There are projects for the creation of wind farms, as well as for domestic wind turbines. The Alto Baguales Wind Farm, owned by Edelaysen, was inaugurated in 2001 and features turbines from the German company Enercon, with a total gross generation capacity of 3.8 MW.

== International Relations ==
The city of Coyhaique hosts a number of international relations institutions, such as the Regional Unit of International Affairs (URAI) of the Regional Government of Aysén, responsible for analyzing and managing the region’s bilateral and multilateral relations with Latin America and the rest of the world; the International Affairs Commission of the Regional Council of Aysén; the regional office of the National Migration Service; the regional office of the General Directorate for Export Promotion (ProChile); and the Department of Migration and International Police of the Investigations Police.

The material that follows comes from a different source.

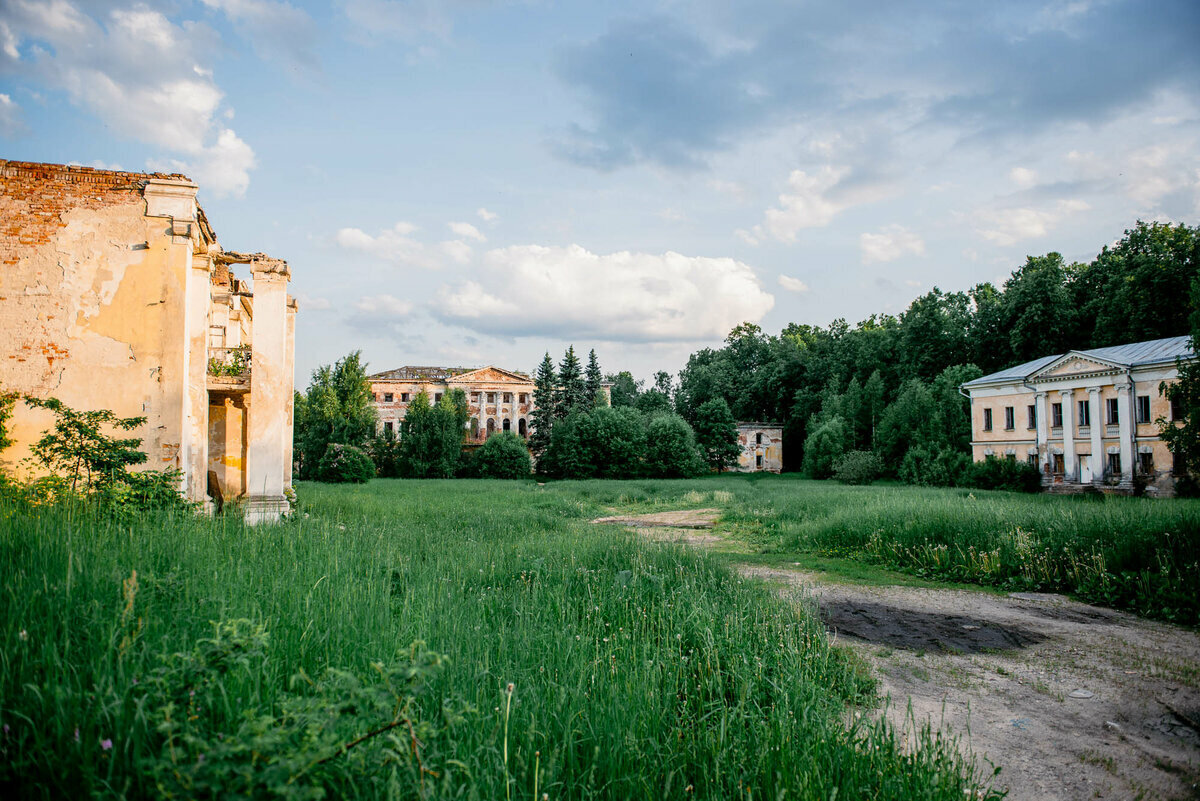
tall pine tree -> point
(545, 401)
(573, 391)
(593, 380)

In the field of higher education internationalization, the main actor in Coyhaique is the International Relations Unit of the University of Aysén.

==Transport and tourism==
Travellers arrive by air through the local airport, by sea through ships that dock at Puerto Chacabuco (near Puerto Aysén, about one hour to the west of Coyhaique), and by road. Two border crossings near Coyhaique allow entry into Argentina. Fly fishing is popular along its rivers and lakes.

LAN has three daily flights from Santiago to Balmaceda Airport, located 40 km from Coyhaique. Other airlines also provide services. Connections from Balmaceda airport to points further south in Chile will often require a connection in Puerto Montt.

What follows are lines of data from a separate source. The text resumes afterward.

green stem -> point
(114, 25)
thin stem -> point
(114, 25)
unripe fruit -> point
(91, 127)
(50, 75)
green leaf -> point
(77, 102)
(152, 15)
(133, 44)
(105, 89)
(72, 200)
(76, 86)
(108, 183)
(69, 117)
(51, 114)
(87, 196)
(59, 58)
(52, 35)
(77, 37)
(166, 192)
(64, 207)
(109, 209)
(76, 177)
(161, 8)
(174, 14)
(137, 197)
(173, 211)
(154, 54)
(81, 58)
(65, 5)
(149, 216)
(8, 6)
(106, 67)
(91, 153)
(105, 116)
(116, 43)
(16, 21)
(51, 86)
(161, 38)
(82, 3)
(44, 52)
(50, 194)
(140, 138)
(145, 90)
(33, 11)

Its sole ski resort, El Fraile, provides two ski lifts and a couple of tracks but no on-site lodging.

- Hotspots
- Simpson and Coyhaique Rivers, well known for fly fishing
- Piedra del Indio, an Indian-shaped rock besides the Simpson River
- Happy Stone, a large rock in the middle of a plain where young people go to party

== Pollution ==
A 2018 study by the World Health Organization (WHO) looking at 4,357 cities in 108 countries worldwide showed Coyhaique to have the worst air quality in the Americas and ranked it 139th unhealthiest in the world.

This is mostly due to wood smoke from fires the residents light for warmth in the winter months of June and July. Because the city is located between two mountainous ridges, the smoke cannot be dispersed down the valley and away and heat inversion compresses it into a dense cloud of smoke.

In May 2016, the Chilean government also declared Coyhaique "saturated" by harmful fine particles (PM2.5) which are linked to cardiopulmonary diseases and lung cancer.